Caterpillar could be a coiled spring for your portfolio
Daniel Foelber (Caterpillar): Caterpillar is a cyclical business whose revenue and earnings tend to ebb and flow with the broader economy. This can make its P/E ratio look dirt cheap one year and expensive the next. To me, Caterpillar isn't undervalued because its P/E is currently just 16.8. It's undervalued because it is putting up record results despite some major headwinds.
After the U.S.-China trade war derailed what would have likely been a multi-year upswing in Caterpillar's business, the company has been patiently waiting for the next sustained upcycle. As the economy rebounds from the COVID-19 pandemic, Caterpillar is already seeing demand for its products surge worldwide. In the fourth quarter, it grew sales across all regions and its three primary segments -- energy and transportation, construction, and resource industries. However, Caterpillar's profit margin took a hit as it had to pay higher freight costs and expedite many orders to satisfy demand.
The company also mentioned supply chain contractions as a key factor behind business inefficiencies. To be fair, forecasting when and to what extent the economy would rebound was not an easy task. Pair that challenge with inflation, and it's understandable that Caterpillar would lack the demand to satisfy supply. That's what happened in its fourth quarter, as the company struggled to keep short-term costs down as it redirected components and sought to improve its assembly process.
Zoom out, however, and it's impressive to see how well Caterpillar's business is doing despite these challenges. The company posted record-high earnings per diluted share of $11.83, and it wouldn't be surprising if it shattered that record in 2022 as it looks to improve margins. Like many industrial companies, Caterpillar's business is susceptible to the headwinds of rising inflation. But Caterpillar's business is in a great position right now.

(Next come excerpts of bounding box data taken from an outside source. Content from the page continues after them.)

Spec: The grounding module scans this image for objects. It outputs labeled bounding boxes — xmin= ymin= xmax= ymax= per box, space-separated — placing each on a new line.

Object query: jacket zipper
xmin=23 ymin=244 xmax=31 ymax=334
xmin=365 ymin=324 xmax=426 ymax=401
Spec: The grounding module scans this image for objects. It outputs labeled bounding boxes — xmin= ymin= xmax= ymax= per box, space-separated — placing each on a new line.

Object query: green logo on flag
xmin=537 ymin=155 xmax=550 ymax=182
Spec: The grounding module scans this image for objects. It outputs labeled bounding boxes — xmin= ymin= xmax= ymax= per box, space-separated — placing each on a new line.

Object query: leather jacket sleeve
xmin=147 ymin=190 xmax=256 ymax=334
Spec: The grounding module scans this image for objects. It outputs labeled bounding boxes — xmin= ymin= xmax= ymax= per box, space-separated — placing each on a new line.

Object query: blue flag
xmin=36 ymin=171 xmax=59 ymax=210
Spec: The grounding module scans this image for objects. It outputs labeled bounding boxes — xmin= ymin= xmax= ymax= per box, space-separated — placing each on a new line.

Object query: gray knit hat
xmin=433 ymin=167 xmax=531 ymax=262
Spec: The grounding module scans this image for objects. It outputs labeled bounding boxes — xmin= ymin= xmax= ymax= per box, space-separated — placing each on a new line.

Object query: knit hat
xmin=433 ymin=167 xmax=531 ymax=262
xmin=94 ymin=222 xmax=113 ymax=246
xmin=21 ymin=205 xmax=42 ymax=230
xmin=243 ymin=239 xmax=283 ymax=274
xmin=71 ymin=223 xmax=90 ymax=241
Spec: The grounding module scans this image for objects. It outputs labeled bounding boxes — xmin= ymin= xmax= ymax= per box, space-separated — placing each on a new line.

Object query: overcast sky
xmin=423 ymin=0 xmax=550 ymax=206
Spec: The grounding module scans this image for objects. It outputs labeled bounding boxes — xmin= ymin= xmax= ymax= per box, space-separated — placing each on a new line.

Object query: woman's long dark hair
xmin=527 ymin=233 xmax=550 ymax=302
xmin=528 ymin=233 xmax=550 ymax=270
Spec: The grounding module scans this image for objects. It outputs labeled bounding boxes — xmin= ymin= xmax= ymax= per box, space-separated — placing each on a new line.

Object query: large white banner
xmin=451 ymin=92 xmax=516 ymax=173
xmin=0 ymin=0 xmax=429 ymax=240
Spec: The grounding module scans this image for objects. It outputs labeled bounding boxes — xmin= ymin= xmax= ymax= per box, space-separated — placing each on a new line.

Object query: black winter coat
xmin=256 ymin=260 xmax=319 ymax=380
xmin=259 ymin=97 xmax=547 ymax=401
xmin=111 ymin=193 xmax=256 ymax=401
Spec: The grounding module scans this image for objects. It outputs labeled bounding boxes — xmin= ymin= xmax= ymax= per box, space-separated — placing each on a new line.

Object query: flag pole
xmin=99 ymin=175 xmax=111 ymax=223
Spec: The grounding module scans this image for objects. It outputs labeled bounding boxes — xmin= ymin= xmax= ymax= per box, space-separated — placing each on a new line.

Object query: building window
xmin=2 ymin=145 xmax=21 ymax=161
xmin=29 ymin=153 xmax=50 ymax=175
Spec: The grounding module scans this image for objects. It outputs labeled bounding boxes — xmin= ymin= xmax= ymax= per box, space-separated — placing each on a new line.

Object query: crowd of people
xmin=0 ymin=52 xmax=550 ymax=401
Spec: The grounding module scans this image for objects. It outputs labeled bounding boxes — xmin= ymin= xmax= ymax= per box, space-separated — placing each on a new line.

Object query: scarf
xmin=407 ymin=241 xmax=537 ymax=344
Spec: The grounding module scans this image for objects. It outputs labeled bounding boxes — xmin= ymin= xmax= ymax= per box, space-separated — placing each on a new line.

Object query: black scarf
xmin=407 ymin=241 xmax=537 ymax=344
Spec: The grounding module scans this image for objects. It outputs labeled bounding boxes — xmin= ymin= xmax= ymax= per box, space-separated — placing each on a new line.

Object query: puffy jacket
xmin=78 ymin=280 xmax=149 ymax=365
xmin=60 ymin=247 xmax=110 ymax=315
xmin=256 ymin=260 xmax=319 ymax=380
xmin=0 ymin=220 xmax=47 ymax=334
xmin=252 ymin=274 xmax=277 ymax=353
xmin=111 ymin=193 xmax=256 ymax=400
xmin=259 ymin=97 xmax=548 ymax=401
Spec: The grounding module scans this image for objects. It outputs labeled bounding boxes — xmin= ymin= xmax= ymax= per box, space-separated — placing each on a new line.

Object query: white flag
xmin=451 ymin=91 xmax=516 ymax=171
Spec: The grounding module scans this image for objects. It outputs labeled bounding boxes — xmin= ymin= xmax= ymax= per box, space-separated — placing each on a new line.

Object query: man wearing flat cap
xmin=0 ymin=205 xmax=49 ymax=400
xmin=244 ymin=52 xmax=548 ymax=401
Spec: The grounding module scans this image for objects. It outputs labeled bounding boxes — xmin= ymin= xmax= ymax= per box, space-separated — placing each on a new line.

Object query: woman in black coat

Caterpillar's energy and transportation segment is its largest division. And it's thriving thanks to a booming oil and gas industry. Pair that strength with a steady construction market and demand for raw materials that is boosting demand for its mining equipment, and you have a company that is a coiled spring. Caterpillar's strong business supports its over 27 consecutive years of dividend increases, making it a Dividend Aristocrat.
Caterpillar stock looks like a great buy now. And its 2.2% dividend yield is a cherry on top of a healthy underlying business.